Less dramatic -- in fact, almost unnoticed -- was its introduction of what Google, with the modesty for which it is becoming known, termed "the best computer that's ever been designed" for a price of $249.
The little laptop in question is similar to all the other ultrabooks out there -- the MacBook Air, Asus Zenbook, et. al. It has an 11.6-inch screen and comes in a spiffy-looking little shiny metal case.
It's being called the Samsung Chromebook and is a browser-based notebook that runs on the Chrome OS, which is basically Linux, except no one wants to call it that (too proud, apparently).
Here are some key specs:
- Less than 0.8 inches / 2.5 pounds
- 6.5 hours of battery (Varies based on usage)
- Boots up in less than 10 seconds
- 100 GB of Google Drive free for 2 years
Room under the hood
So what's missing, you ask? Well, folks, there's no hard drive to speak of.
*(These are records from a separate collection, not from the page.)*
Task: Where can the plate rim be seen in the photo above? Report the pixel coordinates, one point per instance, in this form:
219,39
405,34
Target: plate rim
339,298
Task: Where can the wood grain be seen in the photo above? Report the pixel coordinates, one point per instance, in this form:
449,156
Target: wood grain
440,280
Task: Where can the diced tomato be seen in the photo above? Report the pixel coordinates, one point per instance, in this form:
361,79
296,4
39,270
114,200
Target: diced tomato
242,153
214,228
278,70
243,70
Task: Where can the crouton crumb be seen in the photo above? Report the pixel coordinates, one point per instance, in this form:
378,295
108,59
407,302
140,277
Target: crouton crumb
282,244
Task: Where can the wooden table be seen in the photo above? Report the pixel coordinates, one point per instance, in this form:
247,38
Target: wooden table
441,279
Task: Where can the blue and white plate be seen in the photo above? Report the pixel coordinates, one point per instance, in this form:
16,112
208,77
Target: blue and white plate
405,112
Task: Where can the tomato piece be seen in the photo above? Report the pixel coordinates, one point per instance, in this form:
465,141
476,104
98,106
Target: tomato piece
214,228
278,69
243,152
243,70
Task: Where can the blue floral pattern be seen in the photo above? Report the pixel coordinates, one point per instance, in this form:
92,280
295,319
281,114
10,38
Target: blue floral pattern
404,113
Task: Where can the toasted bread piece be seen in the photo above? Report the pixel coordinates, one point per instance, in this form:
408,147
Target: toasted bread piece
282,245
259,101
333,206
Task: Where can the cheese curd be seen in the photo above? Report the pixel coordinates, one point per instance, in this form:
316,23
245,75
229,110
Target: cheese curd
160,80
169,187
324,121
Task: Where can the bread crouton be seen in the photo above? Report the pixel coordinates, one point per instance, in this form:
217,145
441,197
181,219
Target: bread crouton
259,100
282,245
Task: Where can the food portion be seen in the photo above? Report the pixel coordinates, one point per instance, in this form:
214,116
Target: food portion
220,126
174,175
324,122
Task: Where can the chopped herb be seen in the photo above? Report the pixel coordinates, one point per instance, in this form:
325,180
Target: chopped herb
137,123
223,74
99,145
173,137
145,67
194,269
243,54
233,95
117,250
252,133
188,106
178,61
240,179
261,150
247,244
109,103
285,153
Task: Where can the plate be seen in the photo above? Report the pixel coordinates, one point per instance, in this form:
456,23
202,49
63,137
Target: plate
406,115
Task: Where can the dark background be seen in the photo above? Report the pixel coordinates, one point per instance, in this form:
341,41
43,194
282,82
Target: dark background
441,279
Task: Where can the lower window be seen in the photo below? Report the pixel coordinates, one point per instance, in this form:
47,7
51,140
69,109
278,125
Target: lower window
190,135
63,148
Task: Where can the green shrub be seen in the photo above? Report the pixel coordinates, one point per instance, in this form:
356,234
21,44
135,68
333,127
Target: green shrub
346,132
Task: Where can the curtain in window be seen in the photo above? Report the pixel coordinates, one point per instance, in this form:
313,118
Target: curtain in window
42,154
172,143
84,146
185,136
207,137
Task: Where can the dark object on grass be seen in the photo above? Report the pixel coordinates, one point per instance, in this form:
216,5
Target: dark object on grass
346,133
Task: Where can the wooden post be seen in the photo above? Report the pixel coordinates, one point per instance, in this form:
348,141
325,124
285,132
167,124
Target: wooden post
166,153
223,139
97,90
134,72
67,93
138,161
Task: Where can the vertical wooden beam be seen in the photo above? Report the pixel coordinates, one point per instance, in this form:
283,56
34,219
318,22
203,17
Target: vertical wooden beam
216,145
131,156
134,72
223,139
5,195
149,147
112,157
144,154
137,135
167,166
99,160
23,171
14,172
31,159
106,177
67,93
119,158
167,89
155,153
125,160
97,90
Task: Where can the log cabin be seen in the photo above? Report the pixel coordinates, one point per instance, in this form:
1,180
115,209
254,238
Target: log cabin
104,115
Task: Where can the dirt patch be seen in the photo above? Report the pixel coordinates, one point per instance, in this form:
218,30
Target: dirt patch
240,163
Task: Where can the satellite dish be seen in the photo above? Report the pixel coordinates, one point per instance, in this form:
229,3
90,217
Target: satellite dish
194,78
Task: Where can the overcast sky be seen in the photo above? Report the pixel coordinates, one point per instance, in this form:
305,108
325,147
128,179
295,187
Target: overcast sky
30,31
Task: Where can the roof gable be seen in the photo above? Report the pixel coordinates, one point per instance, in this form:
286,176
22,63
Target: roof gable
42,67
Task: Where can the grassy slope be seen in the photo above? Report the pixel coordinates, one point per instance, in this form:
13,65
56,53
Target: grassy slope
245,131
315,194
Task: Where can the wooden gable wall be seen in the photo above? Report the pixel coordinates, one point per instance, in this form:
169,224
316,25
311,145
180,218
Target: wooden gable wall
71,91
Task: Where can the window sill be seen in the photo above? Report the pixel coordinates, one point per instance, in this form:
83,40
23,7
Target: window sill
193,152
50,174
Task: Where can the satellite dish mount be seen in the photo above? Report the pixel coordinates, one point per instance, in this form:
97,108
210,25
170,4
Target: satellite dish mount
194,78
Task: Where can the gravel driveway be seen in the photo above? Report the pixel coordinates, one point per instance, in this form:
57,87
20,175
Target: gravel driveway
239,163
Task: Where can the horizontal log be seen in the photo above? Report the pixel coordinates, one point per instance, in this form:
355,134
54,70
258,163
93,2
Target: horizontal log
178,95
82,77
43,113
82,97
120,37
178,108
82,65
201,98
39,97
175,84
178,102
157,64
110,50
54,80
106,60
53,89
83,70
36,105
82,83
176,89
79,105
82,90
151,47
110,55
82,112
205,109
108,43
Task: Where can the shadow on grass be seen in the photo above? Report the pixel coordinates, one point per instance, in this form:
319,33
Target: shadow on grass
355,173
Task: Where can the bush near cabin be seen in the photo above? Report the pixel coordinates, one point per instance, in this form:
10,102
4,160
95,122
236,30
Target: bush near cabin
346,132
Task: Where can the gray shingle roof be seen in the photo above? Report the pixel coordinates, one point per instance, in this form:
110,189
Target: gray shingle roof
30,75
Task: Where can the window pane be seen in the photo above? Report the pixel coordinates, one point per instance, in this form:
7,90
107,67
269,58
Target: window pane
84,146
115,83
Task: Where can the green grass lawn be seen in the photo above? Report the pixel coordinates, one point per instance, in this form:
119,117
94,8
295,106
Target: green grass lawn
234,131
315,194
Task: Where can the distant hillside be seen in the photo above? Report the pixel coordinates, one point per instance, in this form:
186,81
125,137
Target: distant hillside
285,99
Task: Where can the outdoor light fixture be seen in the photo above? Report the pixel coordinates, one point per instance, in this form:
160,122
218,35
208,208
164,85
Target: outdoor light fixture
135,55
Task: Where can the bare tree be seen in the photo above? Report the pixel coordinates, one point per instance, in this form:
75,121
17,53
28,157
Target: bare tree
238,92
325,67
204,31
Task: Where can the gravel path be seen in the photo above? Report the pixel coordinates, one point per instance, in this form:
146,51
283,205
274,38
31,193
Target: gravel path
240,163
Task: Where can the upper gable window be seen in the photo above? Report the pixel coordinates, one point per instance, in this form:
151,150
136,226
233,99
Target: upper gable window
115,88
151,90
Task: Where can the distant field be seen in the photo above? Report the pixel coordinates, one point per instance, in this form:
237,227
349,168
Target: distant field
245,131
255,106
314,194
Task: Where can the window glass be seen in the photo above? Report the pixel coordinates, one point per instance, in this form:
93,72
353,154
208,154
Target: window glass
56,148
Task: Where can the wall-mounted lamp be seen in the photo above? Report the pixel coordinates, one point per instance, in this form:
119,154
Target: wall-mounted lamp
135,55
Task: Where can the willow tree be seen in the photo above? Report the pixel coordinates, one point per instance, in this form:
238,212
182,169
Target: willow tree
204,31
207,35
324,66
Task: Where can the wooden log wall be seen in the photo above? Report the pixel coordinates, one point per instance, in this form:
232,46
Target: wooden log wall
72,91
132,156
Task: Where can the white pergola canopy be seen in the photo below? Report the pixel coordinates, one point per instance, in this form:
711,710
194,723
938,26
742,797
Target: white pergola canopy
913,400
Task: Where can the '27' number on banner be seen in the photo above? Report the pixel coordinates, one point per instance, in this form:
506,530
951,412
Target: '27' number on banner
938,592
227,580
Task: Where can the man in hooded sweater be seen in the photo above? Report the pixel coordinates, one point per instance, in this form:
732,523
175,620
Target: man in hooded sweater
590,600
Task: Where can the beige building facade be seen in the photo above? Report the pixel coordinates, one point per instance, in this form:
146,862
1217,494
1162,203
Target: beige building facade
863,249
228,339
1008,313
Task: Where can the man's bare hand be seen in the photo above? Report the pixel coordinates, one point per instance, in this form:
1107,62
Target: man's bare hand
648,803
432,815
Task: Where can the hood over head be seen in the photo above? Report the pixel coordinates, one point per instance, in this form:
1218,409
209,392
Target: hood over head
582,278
There's just a little solid-state drive that holds the minimal operating system, which is why you need Google Drive or something similar. The browser is the operating system and all the applications and data files are stored in the cloud, either Google's or someone else's.
It's kind of like an electric car. The car is great if you can find a place to plug it in. The Chromebook is fine as long as you have Wi-Fi wherever you go. Otherwise it's just another pretty case.
This is not as daunting as it sounds, though. Assuming you have a smartphone, you undoubtedly have an option that allows you to turn your phone into a Wi-Fi hotspot. Problem solved, but keep your credit card handy. You could also try the much cheaper FreedomPop, which we wrote about a week or two ago. It is currently undergoing testing in Truman Lewis' Burbank habitat and getting glowing reports.
There is one other thing missing -- an Intel or AMD processor. This Chromebook uses an ARM Cortex-A15 processor built by Samsung, something you'd normally find in a smartphone or tablet.
So instead of thinking of the Samsung Chromebook as a scaled-down computer, maybe you'd prefer to look at it as a beefed-up smartphone? Take your choice, it doesn't really make much difference.
Google is hedging its bets slightly. It's not promoting this as the be-all and end-all computer. You probably would not use it to design spaceships or map DNA. But for email, wasting time on Facebook or doing simple word-processing on the go, it should be fine.
Light weight, fast boot-up, long battery life. What's not to like?